- Vicari in 2007
- Born: 20 April 1932 Port Talbot, Wales
- Died: 3 October 2016 (aged 84) Morriston Hospital, Swansea, Wales
- Education: Neath Grammar School
- Alma mater: Slade School of Fine Art
- Occupation: Artist

= Andrew Vicari =

Welsh painter (1932–2016)

La Marianne (1980)

Andrew Vicari (born Andrea Antonio Giovanni Vaccari; 20 April 1932 – 3 October 2016) was a Welsh painter working in France, who established a career painting portraits of prominent people. Despite being largely unknown in his own country, As of 2004 Vicari was Britain's richest living painter, and at one time Britain's 18th richest person.

==Early life==
Vicari was born in Port Talbot, Wales, in 1932 to Italian parents, Vittorio Vaccari ('tobacconist and confectioner'), and his wife, Italini Bertani, from Parma. He was evacuated to Aberdare during World War II. He later attended Neath Grammar School for Boys. Aged 12 he won the Gold Medal for Painting at the Wales National Eisteddfod. Between 1950 and 1952 he studied painting at the Slade School of Fine Art at University College London (UCL) under William Coldstream and occasionally Lucian Freud as teachers. He had initially been refused a place at the Slade and was only admitted when someone dropped out.

==Career==
After only two years, in 1952, Vicari left the Slade without completing his diploma course and went to Florence. He stayed there and in Rome for two years before returning 'penniless' to the UK. He then began working in London as a portrait painter and in 1961 a large show of his work was put on in the former Debenhams showroom near Leicester Square financed by the band leader and impresario Jack Hylton. Eschewing modern trends, he remained a figurative artist working in oil. His work is appreciated worldwide, especially in the Middle East where three museums are solely dedicated to his work.

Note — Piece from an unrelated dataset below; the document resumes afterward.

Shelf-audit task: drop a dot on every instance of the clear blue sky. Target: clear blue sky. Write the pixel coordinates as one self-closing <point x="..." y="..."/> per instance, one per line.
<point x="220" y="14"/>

In 1974, Vicari was appointed as the official painter to the King and Government of Saudi Arabia. In the following decades, he painted many portraits of the Saudi royal family as well as scenes of Riyadh and Bedouin life. It is largely due to this patronage that Vicari owed his financial success and in 2011 earned him the title "The Rembrandt of Riyadh" from The New York Times. In 2001, he sold a collection of 125 paintings of the First Gulf War to Prince Khaled for £17 million.

==Personal life==
Vicari lived and worked at his studio outside Nice, France, although he also owned apartments in Riyadh and Monte Carlo.

In 2006 his fortune was valued at £92 million by the Sunday Times Rich List. In October 2014, however, it was reported that Vicari had filed for bankruptcy and had been in poor health.

Vicari died at Morriston Hospital, Swansea on 3 October 2016 at the age of 84.